A decisão inclui: uso obrigatório de tornozeleira eletrônica, proibição de visitas, exceto por familiares próximos e advogados e recolhimento de todos os celulares disponíveis no local.
Para o ministro, Bolsonaro burlou de forma deliberada a proibição de uso de redes sociais e segue mantendo “influência ativa” no debate político digital ao produzir conteúdo para ser publicado por terceiros. Moraes considerou que as restrições anteriores foram desrespeitadas, mesmo sendo menos severas, e justificou a necessidade de medidas mais rigorosas.
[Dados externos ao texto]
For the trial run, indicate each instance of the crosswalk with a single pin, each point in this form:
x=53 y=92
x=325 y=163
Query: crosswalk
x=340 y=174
A decisão foi proferida um dia depois de Bolsonaro aparecer em videochamadas durante manifestações em várias cidades do país, incluindo a capital mato-grossense. Em Cuiabá, o ex-presidente agradeceu aos manifestantes e reforçou críticas ao STF e ao presidente Luiz Inácio Lula da Silva (PT). O gesto foi interpretado pelo Judiciário como mais um ato de afronta às determinações da Corte.
Bolsonaro já é réu em ações penais que tramitam no Supremo e é investigado por tentativa de abolição do Estado democrático de Direito.